The thing is, though, that I can't help being fascinated by them, even if I can't hear myself think some days because of their racket. You're gonna think I've lost my mind, but I would miss the noise if they suddenly disappeared.

You'd think I would've looked up information on these insects some time or another in my life, but I hadn't until the other day when I googled "cicadas in Illinois." I got no further in my surfing than the University of Illinois Extension pages explaining the life cycle and different species of cicadas in Illinois. These critters pretty much exist just to reproduce. Larvae fall to the ground from their mother's perch in the trees. Larvae burrow into the ground, only to re-emerge when ready to reproduce themselves. They dig out of the ground, climb a tree, shed their old exoskeleton, and go about the business of mating.

^^^^Ewwwwwwww, sorta gross! Here's what I saw yesterday, a larva emerging from its old shell. It just hung there for at least an hour, wings slowly expanding and drying. I missed the rest of the show, but maybe someday I'll capture a pic of one that has fully expanded its wings but is still waiting for them to dry.


rosebud101 said...

You are so right about the noise! It sometimes would make me feel like I needed a glass of wine. Oh, well, that's my story and I'm sticking to it!

ellen said...

We have the noisy buggers up here in MI too. My older sister lived in the DC area for many years and periodically (can't remember but it might be every 7 yrs but I could be making that up) there's a big difference in the number and noise of the cicadas. She called during the last time and just held the phone out the back door. Amazing noise. I seem to recall she said she had to keep her dog inside too because they're poisonous to pets if they eat them. Pretty sure I'm not making that up.

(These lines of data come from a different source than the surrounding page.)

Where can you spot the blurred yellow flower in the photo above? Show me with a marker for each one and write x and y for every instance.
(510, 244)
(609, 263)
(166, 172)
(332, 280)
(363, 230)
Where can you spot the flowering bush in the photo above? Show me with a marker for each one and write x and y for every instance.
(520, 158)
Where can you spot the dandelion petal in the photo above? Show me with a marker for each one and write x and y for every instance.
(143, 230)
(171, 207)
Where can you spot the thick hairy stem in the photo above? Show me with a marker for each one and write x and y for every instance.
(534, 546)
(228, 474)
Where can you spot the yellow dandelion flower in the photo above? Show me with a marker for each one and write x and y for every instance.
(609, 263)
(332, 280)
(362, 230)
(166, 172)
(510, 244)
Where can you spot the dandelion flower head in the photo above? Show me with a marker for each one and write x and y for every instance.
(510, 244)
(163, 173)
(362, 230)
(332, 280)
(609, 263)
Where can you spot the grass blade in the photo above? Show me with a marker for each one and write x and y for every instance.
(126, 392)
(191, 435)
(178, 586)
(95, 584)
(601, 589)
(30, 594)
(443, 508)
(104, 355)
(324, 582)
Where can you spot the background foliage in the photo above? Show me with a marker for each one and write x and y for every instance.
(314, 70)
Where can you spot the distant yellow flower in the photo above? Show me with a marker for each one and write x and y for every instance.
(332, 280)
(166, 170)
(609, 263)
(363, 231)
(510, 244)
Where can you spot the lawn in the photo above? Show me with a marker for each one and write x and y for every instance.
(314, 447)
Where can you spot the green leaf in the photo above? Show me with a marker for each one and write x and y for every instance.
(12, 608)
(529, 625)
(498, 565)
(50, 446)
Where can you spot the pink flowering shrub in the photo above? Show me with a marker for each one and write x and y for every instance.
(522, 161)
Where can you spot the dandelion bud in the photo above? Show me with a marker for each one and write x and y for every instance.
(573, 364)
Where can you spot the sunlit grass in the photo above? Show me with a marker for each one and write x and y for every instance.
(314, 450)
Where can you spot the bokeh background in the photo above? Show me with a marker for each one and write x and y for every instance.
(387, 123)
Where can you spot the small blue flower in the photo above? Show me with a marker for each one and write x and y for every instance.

Right Turn ArtWerks said...

Okay, I'm a bug whimp. Can I scream for you when I see one of these things? Yes, we've got them in Michigan but if I see one I'm gonna spray it!

Capt Elaine Magliacane said...

EEEW... I hate bugs too... Yuk get that thing away from me..

angelinabeadalina said...

See, told ya they're like the plague, LOL! Ellen, I'm thinking there's a 17-year cycle for one species and another one with a "shorter" cycle. That might be the one your sis ran into in DC.

Mallory, if I liked wine, I'd try that for the noise!

My apologies and promises for no more buggy pics for a while, Linda and Elaine :)

Lori Peterson said...

I shall officially stop bitching about the 3 weeks of June bugs.

Dude, that is some scary buggage you got going on there. I think I just crossed another state off my "might like to live there" list.